Java¶
DeepSpeechModel¶
-
class
DeepSpeechModel
¶ Exposes a DeepSpeech model in Java.
Public Functions
-
org.mozilla.deepspeech.libdeepspeech.DeepSpeechModel.DeepSpeechModel(String modelPath, int beam_width)
An object providing an interface to a trained DeepSpeech model.
- Parameters
modelPath
: The path to the frozen model graph.beam_width
: The beam width used by the decoder. A larger beam width generates better results at the cost of decoding time.
-
int org.mozilla.deepspeech.libdeepspeech.DeepSpeechModel.sampleRate()
Return the sample rate expected by the model.
- Return
Sample rate.
-
void org.mozilla.deepspeech.libdeepspeech.DeepSpeechModel.freeModel()
Frees associated resources and destroys model object.
-
void org.mozilla.deepspeech.libdeepspeech.DeepSpeechModel.enableDecoderWihLM(String lm, String trie, float lm_alpha, float lm_beta)

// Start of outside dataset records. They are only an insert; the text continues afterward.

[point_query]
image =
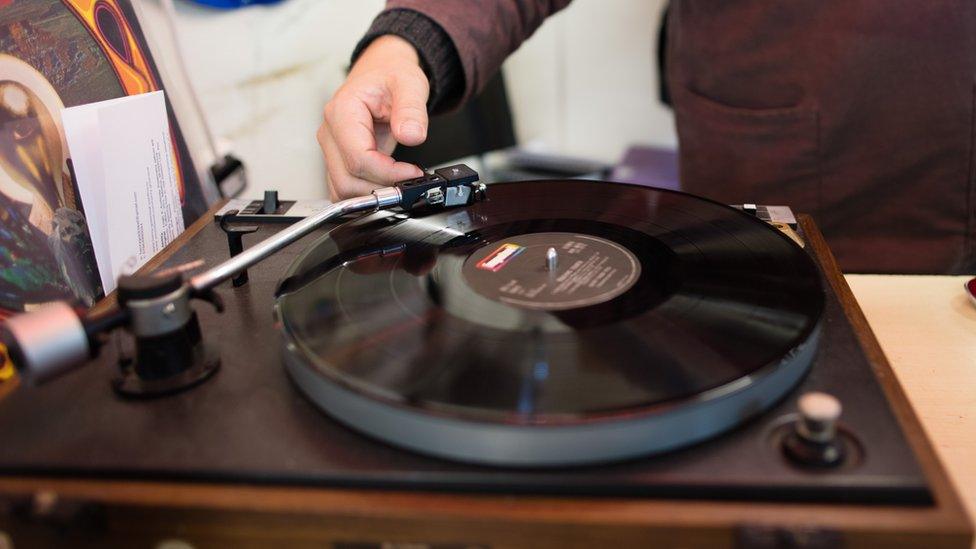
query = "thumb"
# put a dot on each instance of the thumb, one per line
(408, 119)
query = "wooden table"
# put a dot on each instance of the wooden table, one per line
(927, 328)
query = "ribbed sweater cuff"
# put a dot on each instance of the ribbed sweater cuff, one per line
(438, 56)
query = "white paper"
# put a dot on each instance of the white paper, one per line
(126, 171)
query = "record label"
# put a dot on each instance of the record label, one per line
(584, 271)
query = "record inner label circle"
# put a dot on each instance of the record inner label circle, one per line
(582, 270)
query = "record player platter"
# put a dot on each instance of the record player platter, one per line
(555, 323)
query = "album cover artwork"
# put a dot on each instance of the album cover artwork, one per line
(56, 54)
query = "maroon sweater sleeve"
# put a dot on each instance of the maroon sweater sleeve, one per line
(482, 33)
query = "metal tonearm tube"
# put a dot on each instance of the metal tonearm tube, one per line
(170, 353)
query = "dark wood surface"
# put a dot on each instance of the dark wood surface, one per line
(129, 513)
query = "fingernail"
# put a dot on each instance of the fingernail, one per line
(411, 130)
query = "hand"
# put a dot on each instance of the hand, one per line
(382, 102)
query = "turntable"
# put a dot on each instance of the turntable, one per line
(557, 363)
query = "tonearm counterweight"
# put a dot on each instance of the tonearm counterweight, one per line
(170, 353)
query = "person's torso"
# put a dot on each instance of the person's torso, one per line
(858, 112)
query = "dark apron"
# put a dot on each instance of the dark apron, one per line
(859, 112)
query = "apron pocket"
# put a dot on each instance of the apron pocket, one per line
(736, 155)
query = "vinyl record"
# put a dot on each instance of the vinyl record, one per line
(554, 323)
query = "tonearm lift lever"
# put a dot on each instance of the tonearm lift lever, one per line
(170, 354)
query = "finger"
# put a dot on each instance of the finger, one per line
(353, 132)
(341, 183)
(408, 116)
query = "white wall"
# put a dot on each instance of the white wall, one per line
(583, 85)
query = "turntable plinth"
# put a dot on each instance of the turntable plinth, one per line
(110, 508)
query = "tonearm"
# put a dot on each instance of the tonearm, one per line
(170, 353)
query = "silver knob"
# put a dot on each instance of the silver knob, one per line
(552, 259)
(819, 413)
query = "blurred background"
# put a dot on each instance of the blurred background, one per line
(583, 88)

Enable decoding using beam scoring with a KenLM language model.
- Return
Zero on success, non-zero on failure (invalid arguments).
- Parameters
lm
: The path to the language model binary file.trie
: The path to the trie file build from the same vocabulary as the language model binary.lm_alpha
: The alpha hyperparameter of the CTC decoder. Language Model weight.lm_beta
: The beta hyperparameter of the CTC decoder. Word insertion weight.
-
Metadata org.mozilla.deepspeech.libdeepspeech.DeepSpeechModel.sttWithMetadata(short [] buffer, int buffer_size)
Use the DeepSpeech model to perform Speech-To-Text and output metadata about the results.
- Return
Outputs a Metadata object of individual letters along with their timing information.
- Parameters
buffer
: A 16-bit, mono raw audio signal at the appropriate sample rate (matching what the model was trained on).buffer_size
: The number of samples in the audio signal.
-
DeepSpeechStreamingState org.mozilla.deepspeech.libdeepspeech.DeepSpeechModel.createStream()
Create a new streaming inference state. The streaming state returned by this function can then be passed to feedAudioContent() and finishStream().
- Return
An opaque object that represents the streaming state.
-
void org.mozilla.deepspeech.libdeepspeech.DeepSpeechModel.feedAudioContent(DeepSpeechStreamingState ctx, short [] buffer, int buffer_size)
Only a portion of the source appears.